No sé cuánto estuve ahí, toda mojada, machacando seis cuerdas ya de por sí deterioradas. Afuera estaba oscuro cuando miré por la ventana. El celular seguía en silencio y así se iba a quedar. Estiré los dedos. Bostecé. Cerré los ojos y los volví a abrir. Me sentía más ligera. En algún momento de las últimas horas, la culpa, la frustración y el enojo habían terminado por diluirse y me sentía en paz. Ya dije que mi vida suele ser monótona y mediocre, pero los momentos como este no abundan tampoco. Dicen que la música calma a las fieras. Qué sé yo, a lo mejor también les sirve de consuelo. La cosa es que hasta ganas de reírme tenía. Ahora que lo pienso, capaz que la falta de sueño haya tenido algo que ver también. Miré el reloj: eran las nueve y media. Guardé la guitarra y me saqué la ropa. Ni me molesté en llevarla al lavadero, la dejé ahí nomás en el piso. Me metí en la ducha y dejé que el agua caliente terminara de lavarme. Un rato después, estaba acostada, lista para concluir un día para el olvido.

Bostecé una vez, dos veces, tres.
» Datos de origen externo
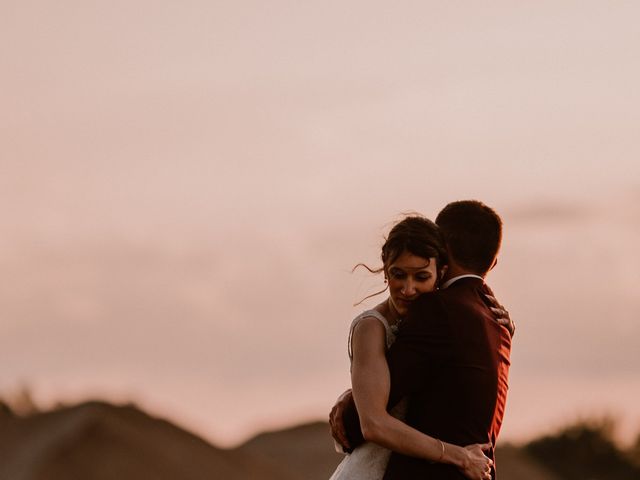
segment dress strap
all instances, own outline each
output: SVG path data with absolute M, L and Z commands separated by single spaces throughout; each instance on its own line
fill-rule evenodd
M 360 315 L 358 315 L 356 318 L 353 319 L 353 322 L 351 322 L 351 327 L 349 328 L 349 343 L 347 345 L 347 351 L 349 353 L 349 359 L 350 360 L 353 360 L 353 349 L 351 348 L 351 341 L 352 341 L 352 338 L 353 338 L 353 330 L 356 328 L 356 325 L 358 323 L 360 323 L 360 320 L 362 320 L 363 318 L 367 318 L 367 317 L 375 318 L 376 320 L 380 321 L 380 323 L 382 323 L 382 325 L 384 326 L 384 330 L 386 332 L 387 348 L 389 348 L 391 346 L 391 344 L 393 343 L 393 340 L 395 338 L 393 330 L 389 326 L 389 322 L 384 317 L 384 315 L 382 315 L 377 310 L 365 310 L 364 312 L 362 312 Z

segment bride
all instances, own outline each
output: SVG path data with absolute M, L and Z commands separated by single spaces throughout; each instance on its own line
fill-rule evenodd
M 398 324 L 411 302 L 418 295 L 437 288 L 447 268 L 447 253 L 437 225 L 414 215 L 391 229 L 382 247 L 381 259 L 383 266 L 379 270 L 361 266 L 374 273 L 384 272 L 389 297 L 353 320 L 349 330 L 348 352 L 353 398 L 364 436 L 372 437 L 368 430 L 375 432 L 376 425 L 373 423 L 384 421 L 390 422 L 393 438 L 373 438 L 377 443 L 368 441 L 358 446 L 344 458 L 330 480 L 382 479 L 391 455 L 391 451 L 385 447 L 391 445 L 405 455 L 454 465 L 471 480 L 491 478 L 493 462 L 483 453 L 491 444 L 461 447 L 409 427 L 401 421 L 406 402 L 400 402 L 391 411 L 391 416 L 386 415 L 388 398 L 380 394 L 381 391 L 389 391 L 386 351 L 395 340 Z M 504 314 L 503 310 L 499 310 Z M 501 319 L 500 322 L 510 320 Z M 349 391 L 345 394 L 349 394 Z M 332 411 L 332 416 L 334 414 Z M 343 439 L 341 443 L 348 442 Z

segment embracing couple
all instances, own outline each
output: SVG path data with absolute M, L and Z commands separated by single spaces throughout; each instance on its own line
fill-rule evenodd
M 513 323 L 484 277 L 501 239 L 475 200 L 391 229 L 374 270 L 389 297 L 349 331 L 352 390 L 330 423 L 351 453 L 331 480 L 495 479 Z

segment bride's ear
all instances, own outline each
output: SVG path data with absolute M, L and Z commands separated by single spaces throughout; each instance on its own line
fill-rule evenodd
M 447 274 L 447 270 L 449 270 L 449 265 L 445 265 L 440 269 L 440 274 L 438 275 L 438 280 L 439 280 L 438 283 L 442 283 L 442 279 Z

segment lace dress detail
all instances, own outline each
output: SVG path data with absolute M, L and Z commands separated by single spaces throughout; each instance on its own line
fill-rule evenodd
M 353 330 L 363 318 L 367 317 L 374 317 L 384 325 L 387 337 L 387 349 L 396 339 L 397 329 L 390 326 L 387 319 L 380 312 L 377 310 L 366 310 L 351 322 L 351 327 L 349 328 L 348 353 L 349 360 L 351 361 L 353 361 L 353 351 L 351 349 Z M 407 402 L 405 399 L 396 405 L 390 413 L 394 417 L 403 420 L 406 410 Z M 372 442 L 365 442 L 357 447 L 351 454 L 345 456 L 329 480 L 382 480 L 390 456 L 391 450 Z

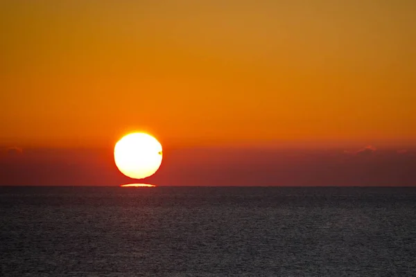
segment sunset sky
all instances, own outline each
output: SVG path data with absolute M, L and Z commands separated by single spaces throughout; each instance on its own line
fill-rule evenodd
M 416 145 L 415 14 L 413 0 L 4 0 L 0 145 L 111 149 L 141 130 L 168 148 L 397 154 Z

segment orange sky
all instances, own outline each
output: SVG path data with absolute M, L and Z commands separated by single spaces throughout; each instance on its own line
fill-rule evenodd
M 0 144 L 416 141 L 411 0 L 0 3 Z

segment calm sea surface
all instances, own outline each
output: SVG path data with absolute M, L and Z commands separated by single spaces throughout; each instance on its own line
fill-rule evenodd
M 0 187 L 1 276 L 415 276 L 416 188 Z

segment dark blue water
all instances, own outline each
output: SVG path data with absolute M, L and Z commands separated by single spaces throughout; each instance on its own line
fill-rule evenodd
M 0 187 L 2 276 L 416 276 L 416 188 Z

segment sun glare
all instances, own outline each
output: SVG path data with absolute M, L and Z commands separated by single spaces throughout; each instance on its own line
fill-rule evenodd
M 132 133 L 120 139 L 114 147 L 114 161 L 119 170 L 130 178 L 153 175 L 162 163 L 162 145 L 146 133 Z
M 121 188 L 154 188 L 156 186 L 150 184 L 128 184 L 120 186 Z

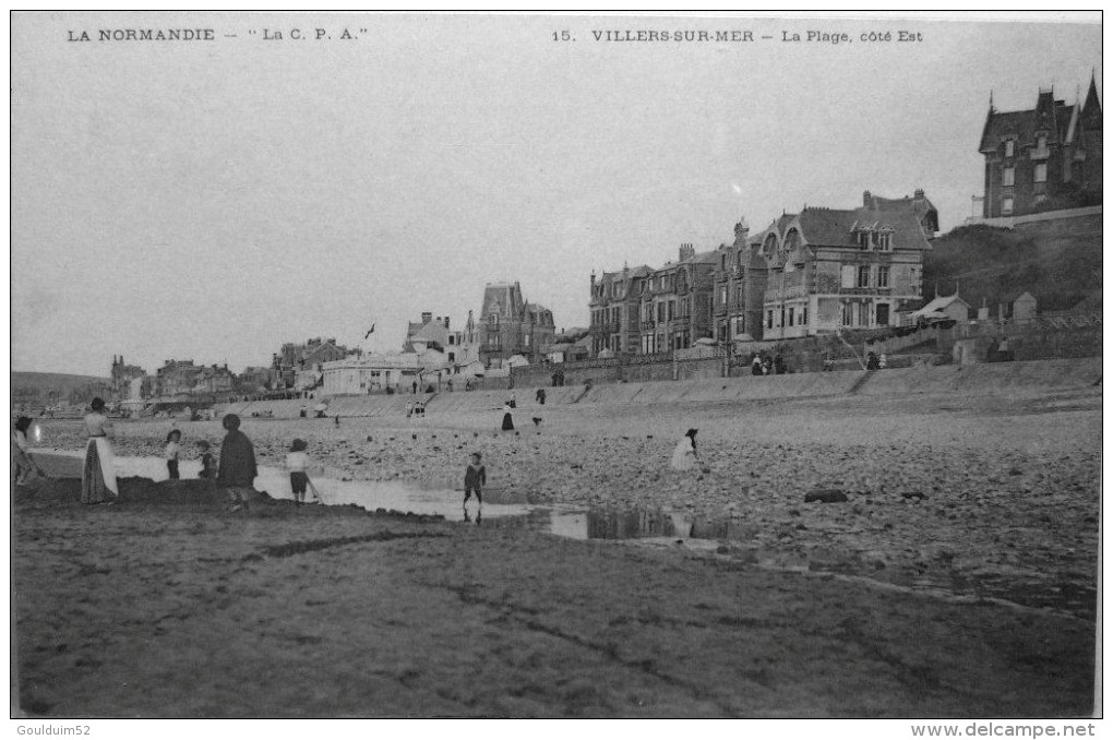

Se me cerraban los ojos pero no me podía dormir. Sin darme cuenta, me puse a tararear. Y mientras mis músculos empezaban a aflojarse, pensé por última vez en el día de mierda que había tenido. Me dije que por suerte estaba terminando y que mañana sólo podía mejorar. Me reí un poco de mi inédito optimismo, porque aún medio dormida soy más cínica que cualquiera. Y cuando todo se volvió oscuro y silencioso, y mi propia voz era lo único que retumbaba en mi cabeza, reconocí que a lo mejor es cierto que hay una luz que nunca se apaga. Algunos, los más románticos, la llamarán «esperanza». Yo, en cambio, le digo «música», que es casi lo mismo.